BOM v BOK and another appeal

CourtCourt of Appeal (Singapore)
JudgeAndrew Phang Boon Leong JA
Judgment Date29 November 2018
Neutral Citation[2018] SGCA 83
Citation[2018] SGCA 83
Published date04 December 2018
Plaintiff CounselSuresh s/o Damodara, Ong Ziying Clement and Khoo Shufen Joni (Damodara Hazra LLP),Tan Wee Kheng Kenneth SC (Kenneth Tan Partnership)
Defendant CounselMichael Hwang SC and Rachel Ong Yue Qing (Michael Hwang Chambers LLC) (instructed), Lee Hwee Khiam Anthony, Loh Wai Mooi and Wang Liansheng (Bih Li & Lee LLP)
Docket NumberCivil Appeals Nos 3 and 5 of 2018
Hearing Date10 September 2018
Date29 November 2018
Subject MatterMistake of law,Deeds and other instruments,Mistake,Deeds,Actual,Unconscionable transactions,Presumed,Misrepresentation,Undue influence,Equity
Andrew Phang Boon Leong JA (delivering the judgment of the court): Introduction

A week after his mother’s death, a wealthy 29-year-old man (“the Husband”) falls into an argument with his wife (“the Wife”) the evening after reading his late mother’s will. Their clash ends with the Husband signing a declaration of trust (“the DOT”) which effectively renders him a pauper and their infant son (“the Son”) a millionaire. Soon after, the marriage collapses, and the Husband now seeks to set aside the trust. He claims that he executed the trust while grieving over his mother’s death and while being misled by the Wife’s representations that he could use his assets freely until his death. However, the Wife and the Son resist his attempt to reclaim beneficial entitlement to his assets, arguing that the DOT is a valid and untainted transaction, entered into by the Husband’s free will.

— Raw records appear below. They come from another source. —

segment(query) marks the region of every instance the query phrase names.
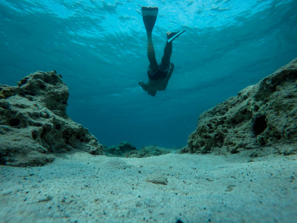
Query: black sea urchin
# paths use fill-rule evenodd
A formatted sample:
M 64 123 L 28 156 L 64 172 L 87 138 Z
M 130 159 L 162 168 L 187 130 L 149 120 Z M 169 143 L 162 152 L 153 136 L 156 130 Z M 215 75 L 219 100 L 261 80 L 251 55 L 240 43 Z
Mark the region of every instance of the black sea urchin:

Under what circumstances should a court set aside a deed of trust? That is the principal question that the above facts pose to us. In BOK v BOL and another [2017] SGHC 316 (“the Judgment”), the trial judge (“the Judge”) found in favour of the Husband and set aside the DOT on the basis of misrepresentation, mistake, undue influence and unconscionability. Dissatisfied with the result, the Wife and the Son (collectively referred to as “the Appellants”) have appealed against the entirety of the Judge’s decision.

Background facts

The background to the dispute is set out comprehensively in the Judgment. It suffices for us to set out the facts that are material to these appeals.

The Husband works as a managing director in an energy company. At the age of 34, he is a man of substantial means due to his father’s inheritance. He shared a close relationship with his late mother. The Wife, who is 38 years old, has been unemployed since 2012, prior to which she was a practising lawyer for a number of years. The Husband and the Wife began their romantic relationship in November 2011, and the Wife became pregnant with the Son soon after in April 2012. Notwithstanding the strong disapproval of the Husband’s mother, the Husband and the Wife married in August 2012. The Son was born shortly after, in December 2012.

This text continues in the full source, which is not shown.